2. Body Dysmorphic Disorder: People with BDD are obsessed with some perceived or
imagined flaws in their appearance to the point they firmly believe they are disfigured or
ugly. The preoccupation is so intense that it causes clinically significant distress and
impairment in social or occupational functioning. Most people with BDD have compulsive
checking behaviors. Another very common symptom is avoidance of usual activities because
of fear that people will see their imaginary flaw and be repulsed. In severe cases, they may
become so Isolated that they lock themselves up in their houses and never go out.

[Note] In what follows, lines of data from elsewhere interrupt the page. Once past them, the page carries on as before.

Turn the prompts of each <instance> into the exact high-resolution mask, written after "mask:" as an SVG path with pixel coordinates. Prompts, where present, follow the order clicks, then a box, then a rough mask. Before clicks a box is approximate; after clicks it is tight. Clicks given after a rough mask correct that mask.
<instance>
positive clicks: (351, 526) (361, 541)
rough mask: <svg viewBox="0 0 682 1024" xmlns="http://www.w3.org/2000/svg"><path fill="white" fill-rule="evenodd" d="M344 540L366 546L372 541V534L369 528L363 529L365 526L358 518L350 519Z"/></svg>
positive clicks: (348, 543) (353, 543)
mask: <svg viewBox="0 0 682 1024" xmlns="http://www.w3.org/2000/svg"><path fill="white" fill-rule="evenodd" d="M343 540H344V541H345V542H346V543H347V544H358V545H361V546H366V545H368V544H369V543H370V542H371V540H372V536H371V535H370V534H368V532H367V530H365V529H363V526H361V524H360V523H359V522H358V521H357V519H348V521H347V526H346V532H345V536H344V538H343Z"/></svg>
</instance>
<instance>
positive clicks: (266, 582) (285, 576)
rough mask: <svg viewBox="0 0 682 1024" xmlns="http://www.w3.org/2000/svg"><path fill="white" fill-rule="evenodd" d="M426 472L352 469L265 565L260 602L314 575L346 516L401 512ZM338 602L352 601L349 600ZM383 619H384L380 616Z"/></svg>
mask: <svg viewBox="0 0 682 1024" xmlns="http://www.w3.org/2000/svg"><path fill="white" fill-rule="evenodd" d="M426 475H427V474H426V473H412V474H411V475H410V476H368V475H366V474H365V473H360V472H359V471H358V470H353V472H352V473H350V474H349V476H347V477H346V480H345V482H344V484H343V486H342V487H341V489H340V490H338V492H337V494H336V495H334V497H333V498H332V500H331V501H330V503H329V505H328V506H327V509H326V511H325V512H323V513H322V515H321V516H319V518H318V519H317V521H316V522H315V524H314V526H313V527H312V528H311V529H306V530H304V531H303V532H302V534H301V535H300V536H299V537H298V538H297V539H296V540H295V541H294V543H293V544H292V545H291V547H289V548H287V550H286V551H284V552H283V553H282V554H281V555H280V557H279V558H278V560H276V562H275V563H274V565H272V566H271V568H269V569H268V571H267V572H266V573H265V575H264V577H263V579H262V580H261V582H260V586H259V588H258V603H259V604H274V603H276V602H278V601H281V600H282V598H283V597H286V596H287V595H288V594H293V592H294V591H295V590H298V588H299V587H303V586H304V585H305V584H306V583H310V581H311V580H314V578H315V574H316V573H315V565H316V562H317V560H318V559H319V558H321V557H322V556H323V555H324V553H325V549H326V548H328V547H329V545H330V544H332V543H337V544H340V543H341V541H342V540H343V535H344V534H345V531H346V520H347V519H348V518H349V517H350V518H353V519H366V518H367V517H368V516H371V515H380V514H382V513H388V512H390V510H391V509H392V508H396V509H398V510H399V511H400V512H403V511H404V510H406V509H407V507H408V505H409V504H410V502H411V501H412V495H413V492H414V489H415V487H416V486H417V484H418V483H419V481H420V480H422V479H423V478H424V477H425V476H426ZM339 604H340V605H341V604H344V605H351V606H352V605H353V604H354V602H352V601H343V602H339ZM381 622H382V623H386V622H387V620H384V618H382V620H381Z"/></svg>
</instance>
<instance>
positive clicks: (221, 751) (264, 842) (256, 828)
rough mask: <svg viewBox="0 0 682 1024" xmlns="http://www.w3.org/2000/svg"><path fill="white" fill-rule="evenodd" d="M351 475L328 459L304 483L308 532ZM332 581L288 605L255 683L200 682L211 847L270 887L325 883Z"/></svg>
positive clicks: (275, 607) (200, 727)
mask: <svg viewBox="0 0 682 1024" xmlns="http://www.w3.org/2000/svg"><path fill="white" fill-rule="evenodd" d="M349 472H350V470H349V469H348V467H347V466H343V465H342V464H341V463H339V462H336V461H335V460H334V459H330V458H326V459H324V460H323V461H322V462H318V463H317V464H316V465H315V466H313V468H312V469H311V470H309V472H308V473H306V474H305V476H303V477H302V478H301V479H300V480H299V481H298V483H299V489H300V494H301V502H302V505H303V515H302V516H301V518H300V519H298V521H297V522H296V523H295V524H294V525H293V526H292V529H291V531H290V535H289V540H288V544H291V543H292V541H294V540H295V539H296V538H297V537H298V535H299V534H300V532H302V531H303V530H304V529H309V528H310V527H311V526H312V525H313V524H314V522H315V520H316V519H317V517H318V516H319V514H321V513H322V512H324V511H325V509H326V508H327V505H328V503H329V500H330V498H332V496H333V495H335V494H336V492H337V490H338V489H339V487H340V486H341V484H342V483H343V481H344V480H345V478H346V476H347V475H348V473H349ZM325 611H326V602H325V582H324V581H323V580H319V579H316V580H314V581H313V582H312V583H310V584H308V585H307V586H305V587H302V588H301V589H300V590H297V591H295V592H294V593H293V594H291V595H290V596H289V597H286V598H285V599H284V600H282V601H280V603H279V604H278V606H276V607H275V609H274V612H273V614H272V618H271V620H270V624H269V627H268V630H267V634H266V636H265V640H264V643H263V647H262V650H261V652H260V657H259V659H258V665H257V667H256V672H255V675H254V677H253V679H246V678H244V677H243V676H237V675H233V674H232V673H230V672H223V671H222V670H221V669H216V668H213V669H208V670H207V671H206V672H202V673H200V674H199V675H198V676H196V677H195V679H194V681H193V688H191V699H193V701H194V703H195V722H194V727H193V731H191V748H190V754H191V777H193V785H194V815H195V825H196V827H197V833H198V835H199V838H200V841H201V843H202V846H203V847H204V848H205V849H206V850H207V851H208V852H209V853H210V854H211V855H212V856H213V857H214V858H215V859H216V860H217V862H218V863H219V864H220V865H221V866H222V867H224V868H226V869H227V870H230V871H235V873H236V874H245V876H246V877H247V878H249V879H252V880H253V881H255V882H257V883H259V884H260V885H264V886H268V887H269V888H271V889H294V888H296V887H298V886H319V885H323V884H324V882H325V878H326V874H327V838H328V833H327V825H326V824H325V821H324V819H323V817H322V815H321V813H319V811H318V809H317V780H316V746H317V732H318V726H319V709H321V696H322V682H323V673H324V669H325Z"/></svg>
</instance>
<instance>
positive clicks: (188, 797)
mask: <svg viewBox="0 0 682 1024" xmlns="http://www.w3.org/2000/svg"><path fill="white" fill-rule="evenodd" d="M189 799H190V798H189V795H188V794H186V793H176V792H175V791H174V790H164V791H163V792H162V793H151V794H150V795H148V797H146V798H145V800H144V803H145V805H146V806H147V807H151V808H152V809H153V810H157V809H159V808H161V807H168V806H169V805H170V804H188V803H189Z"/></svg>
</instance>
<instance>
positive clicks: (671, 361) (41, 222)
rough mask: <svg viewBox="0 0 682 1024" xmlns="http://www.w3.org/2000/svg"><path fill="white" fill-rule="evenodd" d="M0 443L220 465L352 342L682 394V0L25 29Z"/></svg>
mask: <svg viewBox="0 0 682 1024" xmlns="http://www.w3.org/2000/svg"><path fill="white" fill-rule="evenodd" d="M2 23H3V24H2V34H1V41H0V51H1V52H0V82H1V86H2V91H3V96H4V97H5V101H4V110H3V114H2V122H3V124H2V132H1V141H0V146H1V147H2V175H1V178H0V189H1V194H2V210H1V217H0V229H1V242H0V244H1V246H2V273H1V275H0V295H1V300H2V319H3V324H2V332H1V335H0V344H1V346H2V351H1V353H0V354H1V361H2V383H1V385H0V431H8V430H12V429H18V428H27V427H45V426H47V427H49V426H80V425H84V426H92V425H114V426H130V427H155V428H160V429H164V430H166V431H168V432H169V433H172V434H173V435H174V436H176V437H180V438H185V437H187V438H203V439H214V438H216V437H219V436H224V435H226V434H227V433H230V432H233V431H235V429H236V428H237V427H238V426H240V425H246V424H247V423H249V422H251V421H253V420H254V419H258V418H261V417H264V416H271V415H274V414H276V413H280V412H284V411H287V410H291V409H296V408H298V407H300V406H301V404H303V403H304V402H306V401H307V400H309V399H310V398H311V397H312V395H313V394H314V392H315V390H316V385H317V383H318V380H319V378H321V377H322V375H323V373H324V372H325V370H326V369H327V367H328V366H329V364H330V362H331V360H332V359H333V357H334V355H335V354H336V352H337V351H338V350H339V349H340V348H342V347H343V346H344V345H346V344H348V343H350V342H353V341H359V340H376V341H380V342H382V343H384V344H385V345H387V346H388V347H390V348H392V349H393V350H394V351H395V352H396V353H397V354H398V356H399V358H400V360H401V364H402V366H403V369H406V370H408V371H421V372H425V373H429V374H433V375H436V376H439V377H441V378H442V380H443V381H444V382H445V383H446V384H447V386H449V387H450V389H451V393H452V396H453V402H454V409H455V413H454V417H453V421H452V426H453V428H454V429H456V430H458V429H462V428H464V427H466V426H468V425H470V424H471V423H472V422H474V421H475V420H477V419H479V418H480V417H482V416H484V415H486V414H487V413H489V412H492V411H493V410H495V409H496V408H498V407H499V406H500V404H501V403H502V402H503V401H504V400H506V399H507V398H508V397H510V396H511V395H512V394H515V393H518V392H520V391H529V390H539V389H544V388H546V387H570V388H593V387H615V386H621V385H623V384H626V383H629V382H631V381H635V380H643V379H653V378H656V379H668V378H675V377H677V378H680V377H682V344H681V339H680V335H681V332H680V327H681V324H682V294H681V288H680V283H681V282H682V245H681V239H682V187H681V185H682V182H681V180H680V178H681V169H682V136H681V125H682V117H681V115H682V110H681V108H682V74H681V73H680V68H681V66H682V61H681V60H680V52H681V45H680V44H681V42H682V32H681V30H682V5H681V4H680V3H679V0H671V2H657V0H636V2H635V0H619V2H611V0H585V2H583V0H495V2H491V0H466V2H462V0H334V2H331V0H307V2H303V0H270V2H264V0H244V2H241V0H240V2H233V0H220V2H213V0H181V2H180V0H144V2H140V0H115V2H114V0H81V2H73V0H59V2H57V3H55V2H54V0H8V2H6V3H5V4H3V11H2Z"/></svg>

3. Hoarding Disorder: People with hoarding disorder both acquire and fail to discard many
possessions that seem useless or of very limited value, in part because of the emotional
attachment they develop to their possessions. In addition, their living spaces are extremely
cluttered and disorganized to the point of interfering with normal activities that would
otherwise occur in those spaces, such as cleaning, cooking and walking through the house. In
severe cases, people have literally been buried alive in their own home by their hoarded
possessions.
4. Trichotillomania: Also known as hair pulling, it has at its primary symptom the urge to
pull out one's hair from anywhere on the body (most often the scalp, eyebrows, or arms),
resulting in noticeable hair loss. The hair pulling is usually preceded by an Increasing sense
of tension, followed by pleasure, gratification, or relief when the hair is pulled out. It usually
occurs when the person is alone and the person often examines the hair root, twirls it off, and
sometimes pulls the strand between their teeth and/or eats it. The onset can be in childhood or
later, with the onset of post-puberty being associated with a more severe course.
SPECIFIC PHOBIAS
Children with a specific phobia may express their anxiety by crying, clinging to a parent, or
throwing a tantrum.
There are different types of specific phobias, based on the object or situation feared,
including:
1. Animal phobias: Examples include the fear of dogs, snakes, insects, or mice. Animal
phobias are the most common specific phobias.
2. Situational phobias: These involve a fear of specific situations, such as flying, riding in a
car or on public transportation, driving, going over bridges or in tunnels, or of being in a
closed-in place, like an elevator.
3. Natural environment phobias: Examples include the fear of storms, heights, or water.
4. Blood-injection-injury phobias: These involve a fear of being injured, of seeing blood or of
invasive medical procedures, such as blood tests or injections
5. Other phobias: These include a fear of falling down, a fear of loud sounds, and a fear of
costumed characters, such as clowns.